Engage with every potential customer. Decide if you want to add them to your research, nurture for future partnerships or engage them for usability, and use automation to channel them where you need to. This is to make sure you maximise engagement with a small team.
Roadmap
A well-defined roadmap is crucial for guiding your software launch from idea to market. While your roadmap and tactics should remain agile, your goals must be strict to ensure that you stay on track.
Planning in Stages
Breaking down your launch into stages helps manage complexity and allows for focused execution at each step. Here’s a suggested approach:
Problem to Validation: Can you prove on paper that this idea is worth investing in? This stage involves research and hypothesis testing to validate that your idea has potential.

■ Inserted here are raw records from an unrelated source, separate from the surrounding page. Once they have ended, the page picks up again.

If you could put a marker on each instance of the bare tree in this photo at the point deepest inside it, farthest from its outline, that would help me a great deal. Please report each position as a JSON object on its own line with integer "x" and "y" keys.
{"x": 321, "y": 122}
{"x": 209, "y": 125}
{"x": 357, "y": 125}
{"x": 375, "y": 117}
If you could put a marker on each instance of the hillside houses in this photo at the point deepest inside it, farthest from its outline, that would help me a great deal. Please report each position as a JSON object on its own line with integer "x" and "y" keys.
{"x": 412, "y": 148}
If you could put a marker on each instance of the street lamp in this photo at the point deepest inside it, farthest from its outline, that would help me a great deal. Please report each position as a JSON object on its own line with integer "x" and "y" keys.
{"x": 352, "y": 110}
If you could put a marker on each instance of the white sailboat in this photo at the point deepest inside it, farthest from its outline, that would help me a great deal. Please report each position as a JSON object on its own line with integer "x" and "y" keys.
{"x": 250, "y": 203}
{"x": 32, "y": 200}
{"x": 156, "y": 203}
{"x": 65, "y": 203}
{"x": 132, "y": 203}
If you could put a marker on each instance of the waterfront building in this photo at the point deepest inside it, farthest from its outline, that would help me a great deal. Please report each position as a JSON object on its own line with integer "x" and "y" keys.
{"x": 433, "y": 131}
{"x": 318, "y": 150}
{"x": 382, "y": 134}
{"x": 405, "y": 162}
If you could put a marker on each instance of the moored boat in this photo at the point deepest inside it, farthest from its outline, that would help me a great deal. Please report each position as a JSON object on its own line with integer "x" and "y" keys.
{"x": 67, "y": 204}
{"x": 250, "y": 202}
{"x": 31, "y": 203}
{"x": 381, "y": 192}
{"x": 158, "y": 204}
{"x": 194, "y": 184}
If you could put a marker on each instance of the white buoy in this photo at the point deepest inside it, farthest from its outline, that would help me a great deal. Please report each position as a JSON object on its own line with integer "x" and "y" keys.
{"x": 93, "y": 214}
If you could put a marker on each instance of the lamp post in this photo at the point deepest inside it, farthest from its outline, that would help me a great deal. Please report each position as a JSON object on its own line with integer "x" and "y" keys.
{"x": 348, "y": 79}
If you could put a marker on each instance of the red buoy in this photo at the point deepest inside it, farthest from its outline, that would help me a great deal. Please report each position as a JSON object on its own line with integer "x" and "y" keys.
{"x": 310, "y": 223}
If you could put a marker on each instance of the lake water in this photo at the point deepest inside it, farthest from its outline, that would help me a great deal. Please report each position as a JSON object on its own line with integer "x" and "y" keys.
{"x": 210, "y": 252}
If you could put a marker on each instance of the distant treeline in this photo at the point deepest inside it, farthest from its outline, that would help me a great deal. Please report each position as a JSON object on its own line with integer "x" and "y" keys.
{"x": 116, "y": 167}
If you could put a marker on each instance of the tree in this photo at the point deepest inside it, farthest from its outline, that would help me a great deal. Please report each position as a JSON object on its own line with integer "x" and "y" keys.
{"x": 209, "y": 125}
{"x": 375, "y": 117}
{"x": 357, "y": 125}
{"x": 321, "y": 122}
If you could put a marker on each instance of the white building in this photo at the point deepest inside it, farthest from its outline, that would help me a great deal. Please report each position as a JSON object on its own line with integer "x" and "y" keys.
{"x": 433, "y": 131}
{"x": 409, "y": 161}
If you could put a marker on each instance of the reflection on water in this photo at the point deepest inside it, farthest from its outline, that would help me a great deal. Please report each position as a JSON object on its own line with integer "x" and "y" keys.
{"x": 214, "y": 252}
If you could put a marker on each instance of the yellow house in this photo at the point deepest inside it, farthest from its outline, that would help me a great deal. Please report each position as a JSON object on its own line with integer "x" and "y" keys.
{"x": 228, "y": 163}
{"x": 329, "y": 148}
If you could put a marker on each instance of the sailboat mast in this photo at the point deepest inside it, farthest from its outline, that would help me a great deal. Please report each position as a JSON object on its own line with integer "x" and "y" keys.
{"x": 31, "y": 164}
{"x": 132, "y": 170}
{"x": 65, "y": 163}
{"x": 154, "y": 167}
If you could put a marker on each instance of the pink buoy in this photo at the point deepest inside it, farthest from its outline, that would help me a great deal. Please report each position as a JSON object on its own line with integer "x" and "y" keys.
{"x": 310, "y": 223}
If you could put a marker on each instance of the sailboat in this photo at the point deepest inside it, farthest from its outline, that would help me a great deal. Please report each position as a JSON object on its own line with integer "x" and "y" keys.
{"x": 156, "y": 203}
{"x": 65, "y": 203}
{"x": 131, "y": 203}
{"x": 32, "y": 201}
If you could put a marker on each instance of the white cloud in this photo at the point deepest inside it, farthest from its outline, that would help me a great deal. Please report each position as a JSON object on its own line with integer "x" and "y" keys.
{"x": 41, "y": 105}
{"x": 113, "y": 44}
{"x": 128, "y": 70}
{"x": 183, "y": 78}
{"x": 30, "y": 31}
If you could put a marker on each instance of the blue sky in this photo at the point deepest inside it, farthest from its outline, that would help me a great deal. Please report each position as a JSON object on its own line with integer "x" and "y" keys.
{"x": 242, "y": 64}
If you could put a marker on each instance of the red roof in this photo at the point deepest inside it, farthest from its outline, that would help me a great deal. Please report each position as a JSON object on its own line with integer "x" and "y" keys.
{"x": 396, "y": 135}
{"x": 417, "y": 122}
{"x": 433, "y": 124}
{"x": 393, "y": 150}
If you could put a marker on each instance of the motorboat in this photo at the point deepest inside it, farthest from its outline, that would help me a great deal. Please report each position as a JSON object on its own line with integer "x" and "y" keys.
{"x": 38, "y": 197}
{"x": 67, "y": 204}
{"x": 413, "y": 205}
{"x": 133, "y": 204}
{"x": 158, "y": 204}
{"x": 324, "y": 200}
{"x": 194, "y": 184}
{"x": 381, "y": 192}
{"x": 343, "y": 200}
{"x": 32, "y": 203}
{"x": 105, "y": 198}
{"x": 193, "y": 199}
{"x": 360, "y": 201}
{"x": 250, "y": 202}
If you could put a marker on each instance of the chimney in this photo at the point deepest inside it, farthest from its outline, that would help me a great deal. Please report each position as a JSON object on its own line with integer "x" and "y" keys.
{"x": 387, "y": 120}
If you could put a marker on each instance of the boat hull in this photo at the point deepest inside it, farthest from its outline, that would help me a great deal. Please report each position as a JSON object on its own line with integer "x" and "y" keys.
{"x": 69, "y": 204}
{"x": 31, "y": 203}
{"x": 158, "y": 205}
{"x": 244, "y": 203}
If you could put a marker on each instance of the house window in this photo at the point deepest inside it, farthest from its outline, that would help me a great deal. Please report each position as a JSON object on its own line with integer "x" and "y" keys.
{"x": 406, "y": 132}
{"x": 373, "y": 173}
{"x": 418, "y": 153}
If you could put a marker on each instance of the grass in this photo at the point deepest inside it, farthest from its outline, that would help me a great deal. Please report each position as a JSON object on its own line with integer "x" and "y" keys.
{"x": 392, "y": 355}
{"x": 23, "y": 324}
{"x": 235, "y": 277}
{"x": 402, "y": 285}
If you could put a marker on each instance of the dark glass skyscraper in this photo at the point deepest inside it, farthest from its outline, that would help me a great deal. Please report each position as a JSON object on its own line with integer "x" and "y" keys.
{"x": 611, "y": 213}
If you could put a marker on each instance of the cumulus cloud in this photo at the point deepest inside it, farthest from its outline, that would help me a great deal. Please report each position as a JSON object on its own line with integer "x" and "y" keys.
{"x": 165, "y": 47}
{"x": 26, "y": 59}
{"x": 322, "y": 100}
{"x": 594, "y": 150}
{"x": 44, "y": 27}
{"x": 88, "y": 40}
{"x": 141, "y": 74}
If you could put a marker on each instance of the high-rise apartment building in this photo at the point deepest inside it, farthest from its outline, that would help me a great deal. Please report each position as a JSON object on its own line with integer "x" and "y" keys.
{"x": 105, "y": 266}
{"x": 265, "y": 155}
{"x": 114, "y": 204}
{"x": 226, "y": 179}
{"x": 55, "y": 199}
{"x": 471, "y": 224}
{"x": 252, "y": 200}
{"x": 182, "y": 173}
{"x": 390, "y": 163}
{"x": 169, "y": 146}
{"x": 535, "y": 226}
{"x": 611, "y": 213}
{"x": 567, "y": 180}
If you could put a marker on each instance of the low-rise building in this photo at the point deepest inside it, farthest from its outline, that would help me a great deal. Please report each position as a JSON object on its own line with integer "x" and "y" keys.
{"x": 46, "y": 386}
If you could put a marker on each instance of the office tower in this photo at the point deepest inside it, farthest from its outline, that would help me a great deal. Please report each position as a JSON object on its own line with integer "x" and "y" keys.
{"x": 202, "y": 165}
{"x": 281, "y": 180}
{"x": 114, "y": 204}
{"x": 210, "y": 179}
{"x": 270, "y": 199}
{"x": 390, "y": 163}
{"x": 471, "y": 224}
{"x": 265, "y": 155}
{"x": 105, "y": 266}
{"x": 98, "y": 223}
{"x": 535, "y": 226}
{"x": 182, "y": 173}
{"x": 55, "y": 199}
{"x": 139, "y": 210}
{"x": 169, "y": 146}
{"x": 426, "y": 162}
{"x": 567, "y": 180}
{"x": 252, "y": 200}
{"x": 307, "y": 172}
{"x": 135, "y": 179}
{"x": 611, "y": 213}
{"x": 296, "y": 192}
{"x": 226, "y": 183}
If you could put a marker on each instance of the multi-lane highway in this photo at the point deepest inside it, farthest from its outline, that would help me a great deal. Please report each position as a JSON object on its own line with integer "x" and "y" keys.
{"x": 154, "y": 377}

Validation to POC: What is the lowest cost way to test your hypothesis organically with your market? The proof of concept (POC) is a simple version of your product that demonstrates its feasibility.
POC to MVP: What’s the fastest way to build a usable point solution? The MVP should be a basic, functional version of your product that can be tested with real users.
MVP to Beta: What else do you need for this to be a self-serve point solution? The beta version should include additional features and be ready for broader testing.
Beta to Launch: Once you start onboarding users, this is a great time to experiment with features that might solve the same or related problems in a better way. Prioritise changes based on feedback that are most likely to set you up for success.
Keeping Costs Low
Throughout the roadmap, aim to keep costs as low as possible, especially during the POC and MVP stages. Focus on validating your hypothesis and building a functional product before investing heavily in additional features or marketing.
Do these things:
Make your roadmap your problem solving roadmap, not your feature roadmap
Align your roadmap with your goals, and show the previous progress against your actions, and your forecast progress against your proposed actions
If you have to share your roadmap widely, keep a single source of truth (SSOT) of all the data and create appropriate UIs for the intended audience (e.g. a slide in a presentation, data that filters into BI/Finance, a customer facing roadmap that GTM teams can access and display)
Methodologies and Process
At this stage, assuming you have a small team, your focus should be on keeping everyone on track and within budget. The process you implement should be lightweight, flexible, and geared towards generating traction rather than relying on rigid methodologies.
Do these things:
Accessibility of Data and Research: Make all raw data and research accessible to your team, but discuss it in terms of problems to solve. This includes user research, roadmaps, financial progress, etc.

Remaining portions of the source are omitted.